Brief History of HL7 Interoperability Standards

Dec 27, 2024

To achieve interoperability, systems require standardized and widely accepted methods of communication. This is enabled through the use of standards. Semantic and syntactic standards facilitate meaningful communication by providing a structured framework. HL7 International, established in 1987, has been instrumental in developing these standards. Initially, HL7 focused on creating standards for exchanging admission, discharge, and transfer (ADT) data within hospitals, which were introduced in its first version (HL7 v1) Later, an extension to the standard led to the development of HL7 v2, which has been widely adopted since 1998.

HL7 v2

The HL7 v2 standard facilitates the exchange of clinical data between systems to support patient care. It includes a defined message syntax and data types. Each HL7 v2 message consists of segments containing various fields and is generated by a computer application in response to a specific trigger event. Trigger events, based on real-world scenarios, provide the reason, message type, and structure for generating the message. For instance, the ADT A04 event (“Register a patient”) triggers a message containing all required segments. Once the event is recognized, the application sends a specific message to one or more receiving systems.

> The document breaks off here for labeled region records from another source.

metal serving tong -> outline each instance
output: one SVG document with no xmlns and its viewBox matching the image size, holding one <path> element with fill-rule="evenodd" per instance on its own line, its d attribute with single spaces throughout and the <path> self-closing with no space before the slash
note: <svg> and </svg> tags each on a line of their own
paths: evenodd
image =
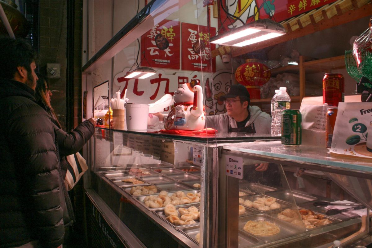
<svg viewBox="0 0 372 248">
<path fill-rule="evenodd" d="M 347 203 L 331 202 L 328 201 L 318 201 L 313 203 L 312 204 L 315 207 L 326 207 L 330 205 L 335 205 L 339 206 L 360 206 L 360 203 Z"/>
<path fill-rule="evenodd" d="M 325 215 L 338 215 L 341 213 L 349 212 L 350 211 L 358 210 L 358 209 L 362 209 L 363 208 L 366 208 L 366 207 L 365 206 L 360 206 L 357 207 L 349 207 L 349 208 L 346 208 L 344 209 L 330 209 L 326 212 Z"/>
</svg>

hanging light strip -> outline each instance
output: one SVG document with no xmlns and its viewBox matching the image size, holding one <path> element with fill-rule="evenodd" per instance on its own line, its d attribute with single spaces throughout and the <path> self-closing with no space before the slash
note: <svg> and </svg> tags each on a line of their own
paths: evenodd
<svg viewBox="0 0 372 248">
<path fill-rule="evenodd" d="M 259 20 L 211 38 L 211 43 L 241 47 L 285 34 L 284 27 L 270 19 Z"/>
<path fill-rule="evenodd" d="M 156 73 L 155 70 L 149 67 L 137 67 L 132 71 L 128 72 L 125 77 L 126 78 L 143 79 Z"/>
</svg>

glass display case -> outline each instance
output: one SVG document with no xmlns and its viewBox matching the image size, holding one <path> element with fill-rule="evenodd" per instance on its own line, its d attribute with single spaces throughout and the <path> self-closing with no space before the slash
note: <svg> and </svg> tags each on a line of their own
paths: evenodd
<svg viewBox="0 0 372 248">
<path fill-rule="evenodd" d="M 99 209 L 95 214 L 102 215 L 116 230 L 118 240 L 127 237 L 119 231 L 124 225 L 145 247 L 155 247 L 155 242 L 196 247 L 199 242 L 200 247 L 213 247 L 221 146 L 276 139 L 237 133 L 190 136 L 98 128 L 89 144 L 91 163 L 84 178 L 90 208 Z M 129 245 L 142 245 L 137 242 Z"/>
<path fill-rule="evenodd" d="M 370 160 L 333 157 L 325 148 L 288 147 L 280 141 L 224 145 L 221 154 L 220 183 L 225 187 L 219 188 L 218 233 L 224 235 L 219 236 L 220 244 L 328 247 L 338 240 L 353 247 L 371 243 Z M 241 176 L 229 174 L 232 164 L 241 167 Z M 259 166 L 264 171 L 255 170 Z"/>
<path fill-rule="evenodd" d="M 334 37 L 341 39 L 337 30 L 330 31 L 327 39 L 324 39 L 326 30 L 302 38 L 302 33 L 292 31 L 289 34 L 292 38 L 285 38 L 275 47 L 270 44 L 278 44 L 281 38 L 231 50 L 216 47 L 209 38 L 241 26 L 237 23 L 241 20 L 234 15 L 244 16 L 247 23 L 257 20 L 265 11 L 273 15 L 264 6 L 265 1 L 250 1 L 249 7 L 241 4 L 243 1 L 230 0 L 129 1 L 84 1 L 83 116 L 87 119 L 99 114 L 104 119 L 84 151 L 89 165 L 84 187 L 92 247 L 325 248 L 339 240 L 344 248 L 372 242 L 370 161 L 331 157 L 325 148 L 285 147 L 273 141 L 279 137 L 270 134 L 218 131 L 181 135 L 158 132 L 163 123 L 144 132 L 116 130 L 110 125 L 110 100 L 116 92 L 122 99 L 125 95 L 129 103 L 148 104 L 164 94 L 173 96 L 182 84 L 192 82 L 202 89 L 205 116 L 226 117 L 229 113 L 221 97 L 235 84 L 237 68 L 249 61 L 268 65 L 261 72 L 270 83 L 265 88 L 268 96 L 260 95 L 262 86 L 244 83 L 251 94 L 247 109 L 259 105 L 261 109 L 255 106 L 252 115 L 266 116 L 264 125 L 250 122 L 251 130 L 267 131 L 275 88 L 290 86 L 296 92 L 290 94 L 292 107 L 298 108 L 300 99 L 308 94 L 305 67 L 321 63 L 321 70 L 312 72 L 317 77 L 343 68 L 343 64 L 333 65 L 343 61 L 339 56 L 349 49 L 348 43 L 334 49 L 321 48 L 333 44 Z M 282 4 L 275 4 L 279 9 Z M 366 13 L 371 3 L 365 5 Z M 334 6 L 339 4 L 331 7 Z M 339 10 L 333 19 L 327 18 L 326 26 L 342 19 Z M 251 12 L 253 15 L 246 15 Z M 362 28 L 359 24 L 366 18 L 366 13 L 357 18 L 354 13 L 344 26 L 349 31 Z M 271 19 L 267 16 L 262 16 Z M 364 19 L 357 24 L 351 22 L 361 17 Z M 303 33 L 315 31 L 312 30 Z M 297 33 L 298 38 L 293 39 Z M 342 38 L 349 42 L 349 38 Z M 246 54 L 241 53 L 244 51 Z M 314 54 L 306 54 L 310 52 Z M 311 61 L 305 62 L 308 57 Z M 292 60 L 297 57 L 300 66 L 294 70 L 288 62 L 296 62 Z M 328 57 L 337 59 L 324 58 Z M 314 58 L 323 59 L 313 61 Z M 144 67 L 155 73 L 147 78 L 126 77 Z M 245 68 L 248 74 L 256 68 Z M 345 94 L 353 93 L 354 83 L 347 84 Z M 316 88 L 313 91 L 321 88 Z M 229 101 L 230 105 L 239 101 Z M 166 114 L 170 110 L 169 106 L 160 112 Z M 206 127 L 218 129 L 221 125 L 215 120 Z M 337 205 L 340 203 L 345 205 Z M 356 208 L 331 212 L 350 206 Z"/>
</svg>

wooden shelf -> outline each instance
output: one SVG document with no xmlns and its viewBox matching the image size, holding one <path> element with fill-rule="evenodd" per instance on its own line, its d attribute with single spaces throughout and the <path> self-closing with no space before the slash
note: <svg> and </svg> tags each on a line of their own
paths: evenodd
<svg viewBox="0 0 372 248">
<path fill-rule="evenodd" d="M 304 62 L 303 65 L 306 72 L 310 73 L 344 69 L 345 55 Z"/>
<path fill-rule="evenodd" d="M 276 75 L 279 73 L 298 73 L 299 71 L 299 65 L 291 65 L 287 66 L 278 67 L 270 70 L 271 72 L 271 76 Z"/>
</svg>

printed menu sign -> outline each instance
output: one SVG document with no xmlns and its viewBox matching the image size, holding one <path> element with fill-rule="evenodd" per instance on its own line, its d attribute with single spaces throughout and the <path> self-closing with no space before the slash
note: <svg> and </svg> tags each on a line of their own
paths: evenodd
<svg viewBox="0 0 372 248">
<path fill-rule="evenodd" d="M 170 164 L 174 163 L 174 144 L 173 141 L 166 141 L 160 145 L 160 160 Z"/>
<path fill-rule="evenodd" d="M 180 22 L 164 20 L 141 37 L 141 66 L 180 68 Z"/>
<path fill-rule="evenodd" d="M 243 178 L 243 159 L 234 156 L 226 156 L 226 175 L 236 177 L 240 179 Z"/>
<path fill-rule="evenodd" d="M 211 58 L 211 49 L 216 45 L 209 44 L 209 32 L 215 33 L 216 28 L 182 23 L 182 70 L 211 71 L 216 68 L 216 59 Z"/>
</svg>

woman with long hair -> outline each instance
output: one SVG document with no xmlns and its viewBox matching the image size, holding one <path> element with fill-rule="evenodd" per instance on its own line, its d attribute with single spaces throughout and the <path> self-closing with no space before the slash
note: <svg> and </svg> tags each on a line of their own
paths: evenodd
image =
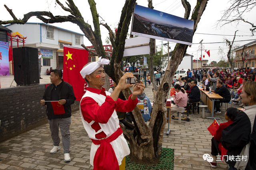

Messages are structured with segments containing data fields, which are logically arranged. Fields are divided into components using delimiters such as the field separator (|), component separator (^), and others like (~, , &). Each segment starts with a three-letter header (e.g., MSH for “Message Header”) that identifies the segment type and its data, such as message type, timestamp, and sender information. Empty fields are marked by consecutive separators. Encoding characters are also included in segments to define the message structure


HL7 v3

The phrase “when you have seen one implementation of v2, you have seen one implementation” highlights the main limitation of HL7v2: its lack of standardization. Different implementations handle the same tasks in various ways, making consensus on operational fields and data semantics difficult. Optional fields and segments further complicate consistency, requiring extensive conformance testing.

To address these issues, HL7 v3 was developed using the Reference Information Model (RIM) as its foundation. The RIM ensures clear semantics and definitive messaging by employing an object-oriented approach. It organizes information into three core classes—Act, Role, and Entity—and includes a state transition diagram to represent the life cycles of subject classes.While its object-oriented design aimed to improve interoperability, it faced significant challenges. These included complexity, incompatibility with common software development practices, and a lack of direct interoperability with HL7 v2, requiring translation software.

Due to these shortcomings, HL7 v3 was largely overlooked in the U.S. healthcare system under the HITECH Act and meaningful use investments. This prompted the development of the Fast Health Interoperability Resources (FHIR) standard, which leverages modern communication technologies to address the interoperability challenges of its predecessors.


Fast Health Interoperability Resources (FHIR)

In 2011, HL7 decided to create a new standard for interoperability due to the limitations of HL7 v3, which wasn’t widely adopted. They learnt from past standards and other industries to develop FHIR, which uses a more flexible approach based on RESTful APIs. This made it easier to create and implement, as it follows simple internet standards that don’t require complex tools.

FHIR is built on the REST architecture, which uses basic web principles: it manipulates resources with HTTP methods, is stateless, uses simple URLs, and supports data formats like XML or JSON. This makes FHIR efficient, faster to develop, and easy to adopt, since it simplifies the integration process compared to previous standards.

FHIR is made up of “resources,” which are the building blocks for exchanging healthcare data. Each resource has a unique URL and contains information like its ID, type, and version. Resources can be represented in different formats, and they are often used together to create systems that share information. There are over 100 resources, and they are grouped by their level of development and real-world testing. For example, a patient resource can link to other resources like an organization or doctor, forming a network of connected data.


By evolving from HL7 v2 to v3 and finally to FHIR, HL7 has continuously refined its approach to healthcare interoperability, incorporating lessons from each version to create more efficient standards for seamless data exchange and system integration across the industry.